After spending my early adulthood attacking and accomplishing my goals, I reached a high point of my life where I realized I’ve completed everything I set out to do before forty. When someone would tend to believe that this would be an accomplishment in and of itself, this was actually a very frightening place. I was far from over with my life. I’ve gotten so used to slaying away that when I got to the point where my list was done, I didn’t know where to go. I was lost and didn’t know what to do next.
Maybe I should have made a bigger list?
From the time I was 11 years old, all I dreamed of doing was skateboarding. I wanted to work, live, and breath skateboarding and work in the industry. I spent my early adulthood competing in professional women’s contests, working at skate parks and shops, traveling around the country, designing skateboard graphics, building, and managing a website and mobile app for women who skate. By the time I turned thirty, I married the man of my dreams — who happens to be a skatepark designer and builder and moved into a home and built a skate park in our garage.
Everything I had in my wildest childhood dreams actually happened.
However, I was tired and burnt out. I had a hard time enjoying my life because I was so focused on which tricks I should learn next or the next project I had in mind. I beaten by body down by forcing myself to do tricks I may have not been ready for and I was spending most of my non-skating hours glued to a computer screen. After a severe back injury that took me out for a few months and almost cost me my mobility, I took a long hard look at WHY I was doing the things I was doing.
I had to outgrow my inner 11-year-old’s skate-life fantasy and reinvent a new one. I had to piece out what I was doing for myself, and what I was doing for someone else’s expectations. Success is a language to which everyone has their own version. Was I speaking my own or a version of someone else’s?
My Whole Perspective Changed.
How I’d originally approach my goals was with laser focus on accomplishing tasks. I’d get ideas on a whim and have this inner drive to see them become a reality.
I would make a list of tricks that I needed to land, projects I needed to finish, or places I wanted to go and mark them off the list and move onto the next thing. This worked well for accomplishing things — I attacked my list and then some, but I wasn’t working towards a bigger picture. It was a constant grind with no end in sight.
I took a long break from everything, dropped the website, and the app, quit drawing, and skateboarding, spent time with myself, got away from all the noise, and relaxed a bit — got perspective.
Every day, I went through and listed all the reasons why I was doing the things I was doing in a journal, and realized that much of what I was doing had no reason at all. Sometimes I was merely trying to to prove to myself that I could do something — like hucking myself down a set of stairs on a skateboard. That one hurt! But I got into a regular habit of writing my ideas down, then I asking myself if completing this task was going to benefit me years down the line. If not, I took it off the list of things to do.
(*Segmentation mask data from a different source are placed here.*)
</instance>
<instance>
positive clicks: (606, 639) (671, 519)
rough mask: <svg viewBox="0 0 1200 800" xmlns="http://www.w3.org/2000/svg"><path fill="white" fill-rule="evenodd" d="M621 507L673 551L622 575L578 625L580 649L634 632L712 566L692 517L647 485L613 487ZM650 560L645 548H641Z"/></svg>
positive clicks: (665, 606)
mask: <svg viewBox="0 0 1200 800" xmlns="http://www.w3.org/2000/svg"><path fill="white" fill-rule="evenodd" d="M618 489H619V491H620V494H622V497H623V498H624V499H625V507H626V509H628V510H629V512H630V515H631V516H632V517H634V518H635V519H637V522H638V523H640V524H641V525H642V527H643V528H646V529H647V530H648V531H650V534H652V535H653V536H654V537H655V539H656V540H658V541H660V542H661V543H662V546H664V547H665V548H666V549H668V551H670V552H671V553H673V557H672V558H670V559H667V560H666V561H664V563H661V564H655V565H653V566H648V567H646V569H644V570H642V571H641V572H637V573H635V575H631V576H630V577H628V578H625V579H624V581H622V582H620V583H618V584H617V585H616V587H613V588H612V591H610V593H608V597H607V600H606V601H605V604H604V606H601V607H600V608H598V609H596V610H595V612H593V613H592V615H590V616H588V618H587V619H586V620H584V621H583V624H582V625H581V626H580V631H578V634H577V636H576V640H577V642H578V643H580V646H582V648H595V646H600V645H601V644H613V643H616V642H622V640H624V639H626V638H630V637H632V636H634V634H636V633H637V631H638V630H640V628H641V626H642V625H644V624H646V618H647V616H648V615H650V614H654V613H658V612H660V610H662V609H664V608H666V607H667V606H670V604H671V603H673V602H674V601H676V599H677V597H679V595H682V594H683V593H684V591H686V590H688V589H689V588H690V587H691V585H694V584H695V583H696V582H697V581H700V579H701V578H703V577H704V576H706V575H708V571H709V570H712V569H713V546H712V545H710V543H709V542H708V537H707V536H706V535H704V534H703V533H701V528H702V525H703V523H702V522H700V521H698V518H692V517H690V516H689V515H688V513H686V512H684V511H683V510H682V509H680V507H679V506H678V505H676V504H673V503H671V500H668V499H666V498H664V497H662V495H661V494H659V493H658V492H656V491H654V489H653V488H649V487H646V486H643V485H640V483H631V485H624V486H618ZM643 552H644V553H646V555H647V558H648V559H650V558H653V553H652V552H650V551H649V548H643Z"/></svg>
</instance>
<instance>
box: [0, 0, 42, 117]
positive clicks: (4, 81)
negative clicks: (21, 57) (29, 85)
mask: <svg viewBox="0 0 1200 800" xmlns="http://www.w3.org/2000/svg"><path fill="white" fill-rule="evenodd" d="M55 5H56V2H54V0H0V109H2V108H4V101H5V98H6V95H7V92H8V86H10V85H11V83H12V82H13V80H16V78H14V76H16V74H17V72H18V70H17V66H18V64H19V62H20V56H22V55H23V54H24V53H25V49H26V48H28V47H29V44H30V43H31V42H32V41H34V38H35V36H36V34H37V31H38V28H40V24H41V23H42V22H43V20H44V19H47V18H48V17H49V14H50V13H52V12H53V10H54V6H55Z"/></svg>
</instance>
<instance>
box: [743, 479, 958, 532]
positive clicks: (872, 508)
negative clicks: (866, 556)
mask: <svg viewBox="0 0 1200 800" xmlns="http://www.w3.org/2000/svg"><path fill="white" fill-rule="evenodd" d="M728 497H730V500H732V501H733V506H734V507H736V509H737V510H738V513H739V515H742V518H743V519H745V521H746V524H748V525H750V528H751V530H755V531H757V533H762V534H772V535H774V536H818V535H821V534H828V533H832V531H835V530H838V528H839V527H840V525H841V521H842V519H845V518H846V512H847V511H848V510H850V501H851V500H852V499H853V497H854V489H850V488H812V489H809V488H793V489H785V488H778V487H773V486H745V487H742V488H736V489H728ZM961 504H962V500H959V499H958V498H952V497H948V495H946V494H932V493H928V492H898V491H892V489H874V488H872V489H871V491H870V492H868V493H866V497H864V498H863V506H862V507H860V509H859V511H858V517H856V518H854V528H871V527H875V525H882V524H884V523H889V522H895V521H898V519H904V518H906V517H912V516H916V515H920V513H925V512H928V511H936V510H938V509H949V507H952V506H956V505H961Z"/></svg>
If I got an idea that I was really excited about and was certain I wanted to tackle, I kept it in the notebook for a while. I could always revisit it later on. So far, most of the ideas are left behind. It was hard to do this exercise at first, because I get really excited about ideas and making them become a reality. But after a while, it took a lot of pressure off me and eased my anxiety. If I come back to an idea I want to tackle, I know it’s something that I really want to do. This technique also makes me aware that the things that I’m currently working on are things that matter.
I flipped my approach to achieving goals.
Now, instead of having a task list on any given day, I have a general picture in my head of where I want to be in 5 years, 10 years, and further. This has allowed me to look at the forest and not just the trees. I still have actions I need to take get to where I want to go; however, the process is more fluid. Instead of ticking off random boxes on a daily checklist, I ask myself what would be in my best interest to do today, keeping that big picture in mind. The details reveal themselves in the moment and I then make a list based on what most feasible and most important.
I’ve since started to skateboard again. Again, instead of attacking a trick list, I train and practice and then patiently wait for the tricks to come instead of forcing myself to land whatever the tricks the masses are doing. I now do things with intention and purpose and take a more sustainable approach to my goal setting. Nothing needs to be done by the end of the session except for the time I put in.
Life is a marathon, not a sprint. When life is not happening as soon as I would like, having the end goal in mind keep things in focus. I’m in this for the long haul.